Drame passionnel

En m’aventurant sur Gallica et en recherchant par mot clé mes patronymes je suis tombée sur un article passionnant concernant un collatéral.

Germain Percebois est le frère de mon arrière-grand-mère Germaine Charlotte Céline Percebois (1907-1984). Ils sont issus d’une fratrie de 9 enfants, il est le deuxième et elle la dernière. Il naît le 13 mai 1888 à Nonancourt (27) et exerce la profession de menuisier, comme son père.

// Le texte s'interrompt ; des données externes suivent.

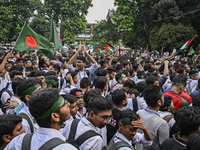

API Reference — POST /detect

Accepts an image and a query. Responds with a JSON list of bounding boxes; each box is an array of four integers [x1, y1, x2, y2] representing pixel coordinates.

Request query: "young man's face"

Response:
[[77, 96, 85, 109], [93, 110, 112, 128], [119, 123, 138, 140], [69, 102, 78, 117]]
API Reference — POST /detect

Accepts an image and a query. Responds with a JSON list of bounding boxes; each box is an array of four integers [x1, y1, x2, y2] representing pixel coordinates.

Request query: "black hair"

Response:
[[45, 75, 59, 88], [146, 75, 158, 86], [9, 70, 22, 79], [87, 96, 112, 114], [80, 77, 91, 89], [159, 95, 173, 111], [29, 88, 60, 128], [174, 107, 200, 136], [107, 67, 115, 74], [143, 86, 161, 107], [83, 88, 101, 108], [96, 68, 107, 76], [112, 89, 126, 106], [119, 109, 139, 120], [93, 76, 108, 91], [61, 94, 78, 104], [186, 133, 200, 150], [12, 78, 24, 94], [76, 55, 86, 63], [123, 79, 135, 88], [0, 114, 22, 146], [16, 78, 42, 103]]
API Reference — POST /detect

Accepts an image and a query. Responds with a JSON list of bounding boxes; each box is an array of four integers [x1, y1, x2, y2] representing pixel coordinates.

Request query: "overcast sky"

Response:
[[86, 0, 114, 23]]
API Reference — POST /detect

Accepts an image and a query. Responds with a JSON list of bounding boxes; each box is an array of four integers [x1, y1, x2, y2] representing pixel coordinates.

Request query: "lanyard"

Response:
[[144, 108, 160, 117]]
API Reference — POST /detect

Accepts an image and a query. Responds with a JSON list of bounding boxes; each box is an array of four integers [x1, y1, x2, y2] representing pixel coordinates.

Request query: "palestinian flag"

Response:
[[50, 20, 65, 54], [14, 23, 55, 60], [101, 43, 114, 54], [187, 47, 195, 55]]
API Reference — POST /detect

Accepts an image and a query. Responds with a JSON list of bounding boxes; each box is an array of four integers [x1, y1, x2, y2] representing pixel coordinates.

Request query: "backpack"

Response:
[[66, 119, 101, 149], [102, 135, 135, 150], [22, 133, 66, 150]]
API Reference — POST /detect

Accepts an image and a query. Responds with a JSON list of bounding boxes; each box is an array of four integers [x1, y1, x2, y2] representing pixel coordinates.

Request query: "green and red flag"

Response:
[[187, 47, 195, 55], [50, 20, 65, 54], [14, 23, 55, 60]]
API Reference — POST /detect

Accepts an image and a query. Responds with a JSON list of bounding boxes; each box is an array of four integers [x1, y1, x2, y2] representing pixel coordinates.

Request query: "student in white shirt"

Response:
[[63, 96, 112, 150], [5, 88, 76, 150]]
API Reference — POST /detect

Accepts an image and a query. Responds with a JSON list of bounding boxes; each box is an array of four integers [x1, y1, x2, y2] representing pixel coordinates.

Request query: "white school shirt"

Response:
[[4, 128, 77, 150], [62, 117, 103, 150], [114, 131, 153, 150], [18, 104, 39, 133]]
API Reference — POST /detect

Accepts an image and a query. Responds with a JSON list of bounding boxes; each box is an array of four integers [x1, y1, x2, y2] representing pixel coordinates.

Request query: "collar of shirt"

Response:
[[36, 127, 66, 141], [81, 117, 98, 132], [115, 131, 132, 146]]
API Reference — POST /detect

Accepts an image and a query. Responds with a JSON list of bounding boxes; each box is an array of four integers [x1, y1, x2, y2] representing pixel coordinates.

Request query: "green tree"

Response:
[[45, 0, 92, 42]]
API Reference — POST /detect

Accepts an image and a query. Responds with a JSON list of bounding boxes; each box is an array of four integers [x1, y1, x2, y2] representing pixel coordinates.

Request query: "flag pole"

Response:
[[13, 19, 28, 49]]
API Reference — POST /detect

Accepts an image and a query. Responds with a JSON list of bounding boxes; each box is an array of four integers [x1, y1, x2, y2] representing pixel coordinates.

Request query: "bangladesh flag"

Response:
[[50, 20, 65, 54], [187, 47, 195, 55], [14, 23, 55, 60]]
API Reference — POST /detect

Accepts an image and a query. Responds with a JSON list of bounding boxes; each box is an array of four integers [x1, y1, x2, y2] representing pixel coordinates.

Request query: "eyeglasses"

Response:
[[96, 114, 112, 122]]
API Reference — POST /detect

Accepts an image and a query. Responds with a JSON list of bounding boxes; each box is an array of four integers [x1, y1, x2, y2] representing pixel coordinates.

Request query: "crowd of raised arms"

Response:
[[0, 44, 200, 150]]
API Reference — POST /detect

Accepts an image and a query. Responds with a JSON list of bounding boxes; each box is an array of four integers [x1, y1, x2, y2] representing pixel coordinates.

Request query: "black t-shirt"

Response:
[[106, 108, 121, 143], [160, 135, 187, 150]]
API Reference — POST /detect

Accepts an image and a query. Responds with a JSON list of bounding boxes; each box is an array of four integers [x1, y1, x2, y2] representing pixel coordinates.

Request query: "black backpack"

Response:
[[22, 133, 66, 150], [102, 135, 135, 150], [66, 119, 101, 149]]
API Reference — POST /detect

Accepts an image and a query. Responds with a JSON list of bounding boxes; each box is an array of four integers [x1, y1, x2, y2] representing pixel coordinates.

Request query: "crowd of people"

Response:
[[0, 43, 200, 150]]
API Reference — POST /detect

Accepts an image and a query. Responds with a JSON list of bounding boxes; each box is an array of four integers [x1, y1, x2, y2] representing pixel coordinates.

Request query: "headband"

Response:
[[119, 117, 133, 125], [45, 79, 58, 84], [117, 74, 125, 82], [34, 96, 63, 123], [20, 83, 40, 98]]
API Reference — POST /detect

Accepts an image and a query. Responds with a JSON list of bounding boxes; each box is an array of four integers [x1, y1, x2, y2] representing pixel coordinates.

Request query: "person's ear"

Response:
[[2, 134, 12, 143], [51, 113, 60, 122]]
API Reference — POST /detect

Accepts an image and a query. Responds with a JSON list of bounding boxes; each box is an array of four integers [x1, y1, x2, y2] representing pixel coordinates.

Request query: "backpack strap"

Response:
[[68, 119, 80, 140], [163, 115, 173, 123], [22, 133, 33, 150], [132, 98, 138, 112], [18, 113, 33, 133], [75, 130, 101, 146], [38, 138, 66, 150]]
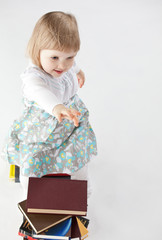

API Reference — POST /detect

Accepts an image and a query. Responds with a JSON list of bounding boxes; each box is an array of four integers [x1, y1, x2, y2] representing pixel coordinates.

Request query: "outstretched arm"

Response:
[[77, 70, 85, 88], [52, 104, 81, 127]]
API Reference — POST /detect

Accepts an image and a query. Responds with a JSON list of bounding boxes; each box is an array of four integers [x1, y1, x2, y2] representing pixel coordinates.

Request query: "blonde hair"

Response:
[[27, 12, 80, 67]]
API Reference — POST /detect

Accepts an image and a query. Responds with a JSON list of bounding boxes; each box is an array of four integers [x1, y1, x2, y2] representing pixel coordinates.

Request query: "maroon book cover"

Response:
[[71, 217, 81, 239], [27, 177, 87, 216]]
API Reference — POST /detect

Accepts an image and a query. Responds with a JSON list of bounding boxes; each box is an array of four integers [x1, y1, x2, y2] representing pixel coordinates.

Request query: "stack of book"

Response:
[[18, 175, 89, 240]]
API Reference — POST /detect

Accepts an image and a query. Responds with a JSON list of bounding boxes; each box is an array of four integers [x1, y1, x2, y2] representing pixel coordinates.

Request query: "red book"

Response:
[[27, 177, 87, 216]]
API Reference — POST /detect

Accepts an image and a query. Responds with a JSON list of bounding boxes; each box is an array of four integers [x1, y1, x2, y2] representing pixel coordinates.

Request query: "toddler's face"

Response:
[[40, 49, 77, 78]]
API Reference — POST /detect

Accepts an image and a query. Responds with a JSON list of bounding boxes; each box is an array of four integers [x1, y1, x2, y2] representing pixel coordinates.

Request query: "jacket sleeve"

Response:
[[21, 74, 62, 115]]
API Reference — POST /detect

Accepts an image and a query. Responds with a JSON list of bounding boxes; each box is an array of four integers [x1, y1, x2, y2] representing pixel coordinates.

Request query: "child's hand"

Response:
[[77, 70, 85, 88], [52, 104, 81, 127]]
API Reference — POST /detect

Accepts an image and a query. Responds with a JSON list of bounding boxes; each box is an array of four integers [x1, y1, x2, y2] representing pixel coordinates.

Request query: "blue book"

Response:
[[32, 218, 72, 240]]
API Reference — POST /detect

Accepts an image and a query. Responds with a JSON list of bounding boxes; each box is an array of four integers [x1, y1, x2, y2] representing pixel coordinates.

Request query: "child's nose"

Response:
[[58, 61, 66, 70]]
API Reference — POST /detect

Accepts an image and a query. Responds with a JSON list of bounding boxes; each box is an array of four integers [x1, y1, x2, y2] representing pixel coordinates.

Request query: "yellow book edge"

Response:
[[76, 217, 88, 239]]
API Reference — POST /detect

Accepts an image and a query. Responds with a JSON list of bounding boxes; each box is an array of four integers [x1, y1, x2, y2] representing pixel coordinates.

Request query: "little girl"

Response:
[[2, 12, 97, 195]]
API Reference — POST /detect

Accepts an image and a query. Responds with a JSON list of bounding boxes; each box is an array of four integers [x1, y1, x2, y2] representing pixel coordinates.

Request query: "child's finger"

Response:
[[73, 116, 79, 127]]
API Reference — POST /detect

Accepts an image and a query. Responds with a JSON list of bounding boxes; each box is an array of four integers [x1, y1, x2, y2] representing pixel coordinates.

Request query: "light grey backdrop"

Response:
[[0, 0, 162, 240]]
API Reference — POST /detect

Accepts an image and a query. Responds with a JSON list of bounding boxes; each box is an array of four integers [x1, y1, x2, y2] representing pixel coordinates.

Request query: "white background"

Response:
[[0, 0, 162, 240]]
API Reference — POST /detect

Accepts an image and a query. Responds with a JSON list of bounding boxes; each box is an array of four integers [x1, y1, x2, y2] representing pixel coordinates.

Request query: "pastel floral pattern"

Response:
[[6, 95, 97, 177]]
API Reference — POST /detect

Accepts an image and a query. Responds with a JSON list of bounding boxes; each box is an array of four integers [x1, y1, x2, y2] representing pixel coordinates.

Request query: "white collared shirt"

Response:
[[20, 62, 80, 114]]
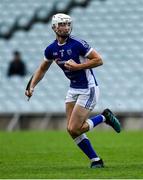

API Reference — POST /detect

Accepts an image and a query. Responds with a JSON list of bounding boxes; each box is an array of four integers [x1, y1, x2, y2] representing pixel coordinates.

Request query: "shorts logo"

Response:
[[67, 49, 72, 55], [53, 52, 58, 56]]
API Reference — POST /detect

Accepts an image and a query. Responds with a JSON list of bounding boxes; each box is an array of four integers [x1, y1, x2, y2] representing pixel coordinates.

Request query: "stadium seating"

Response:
[[0, 0, 143, 113]]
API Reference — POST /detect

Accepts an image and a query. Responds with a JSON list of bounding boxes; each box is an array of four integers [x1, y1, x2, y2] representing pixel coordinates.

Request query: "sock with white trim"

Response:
[[86, 115, 105, 130], [74, 134, 100, 161]]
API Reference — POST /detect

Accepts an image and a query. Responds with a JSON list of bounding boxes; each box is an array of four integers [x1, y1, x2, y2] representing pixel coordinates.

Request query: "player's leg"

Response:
[[66, 103, 103, 168]]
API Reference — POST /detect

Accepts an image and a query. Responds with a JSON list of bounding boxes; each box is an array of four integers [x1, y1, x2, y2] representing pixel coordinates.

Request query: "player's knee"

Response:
[[67, 126, 81, 137]]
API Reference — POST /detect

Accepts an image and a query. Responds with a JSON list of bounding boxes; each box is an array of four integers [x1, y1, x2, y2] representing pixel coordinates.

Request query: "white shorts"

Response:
[[65, 86, 99, 110]]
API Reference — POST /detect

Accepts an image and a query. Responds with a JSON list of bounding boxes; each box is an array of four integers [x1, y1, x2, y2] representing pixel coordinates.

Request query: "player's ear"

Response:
[[52, 25, 56, 31]]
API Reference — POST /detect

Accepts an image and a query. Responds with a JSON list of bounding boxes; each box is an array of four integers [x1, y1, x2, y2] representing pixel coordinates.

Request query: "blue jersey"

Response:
[[45, 36, 97, 89]]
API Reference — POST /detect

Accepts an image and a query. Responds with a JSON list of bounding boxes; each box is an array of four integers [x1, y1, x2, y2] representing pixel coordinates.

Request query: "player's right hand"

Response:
[[25, 88, 34, 98]]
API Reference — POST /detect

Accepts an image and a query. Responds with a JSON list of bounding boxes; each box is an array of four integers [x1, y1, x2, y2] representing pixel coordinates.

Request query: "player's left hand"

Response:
[[64, 59, 80, 71]]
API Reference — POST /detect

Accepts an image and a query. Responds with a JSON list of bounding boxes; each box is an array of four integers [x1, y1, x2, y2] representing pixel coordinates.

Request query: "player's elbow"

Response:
[[96, 58, 103, 66]]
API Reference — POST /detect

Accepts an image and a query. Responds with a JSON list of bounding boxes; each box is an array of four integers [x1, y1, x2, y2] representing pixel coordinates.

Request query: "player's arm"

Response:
[[65, 50, 103, 71], [25, 60, 52, 98]]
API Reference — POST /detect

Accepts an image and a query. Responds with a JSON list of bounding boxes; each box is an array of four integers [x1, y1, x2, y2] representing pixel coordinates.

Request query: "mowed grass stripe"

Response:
[[0, 130, 143, 179]]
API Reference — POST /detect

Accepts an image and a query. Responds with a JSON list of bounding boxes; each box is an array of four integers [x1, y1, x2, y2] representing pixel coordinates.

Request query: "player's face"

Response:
[[55, 22, 71, 38]]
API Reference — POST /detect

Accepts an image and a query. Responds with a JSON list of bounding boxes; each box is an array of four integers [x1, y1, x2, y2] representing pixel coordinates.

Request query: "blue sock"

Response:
[[86, 115, 105, 130], [74, 134, 100, 161]]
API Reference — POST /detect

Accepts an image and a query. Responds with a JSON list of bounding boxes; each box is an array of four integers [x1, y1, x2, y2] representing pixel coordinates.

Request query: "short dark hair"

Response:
[[13, 51, 20, 56]]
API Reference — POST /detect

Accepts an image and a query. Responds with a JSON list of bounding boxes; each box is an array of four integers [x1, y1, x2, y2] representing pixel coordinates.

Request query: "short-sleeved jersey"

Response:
[[45, 36, 97, 89]]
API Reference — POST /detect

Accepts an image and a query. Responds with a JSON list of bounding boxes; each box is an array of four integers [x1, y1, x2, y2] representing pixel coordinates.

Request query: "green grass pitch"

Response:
[[0, 130, 143, 179]]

Il décède le 16 mai 1909 à Evreux (27) selon son recensement militaire. En réalité, il décédera à Normanville (27), sur le territoire de Caër, à l’âge de 21, dans des conditions assez particulières. Il devait épouser Eugénie Lacote quand il reviendrait du régiment mais il apprit « qu’elle se jouait de lui », il essaya donc de la tuer et se suicida ensuite.

Je n’ai pas encore réussi à retrouver la trace d’Eugénie Lacote. Qu’est-elle devenue après ce drame? Est-elle décédée de la suite de ses blessures? S’est-elle mariée?

Mon arrière-grand-mère avait tout juste 2 ans au moment du drame. A-t-elle été marquée? J’aimerai avoir accès à la lettre qu’il a écrit à ses parents. Se pourrait-il qu’un dossier judiciaire ait été instruit malgré le suicide de Germain? Encore une chose à vérifier aux archives …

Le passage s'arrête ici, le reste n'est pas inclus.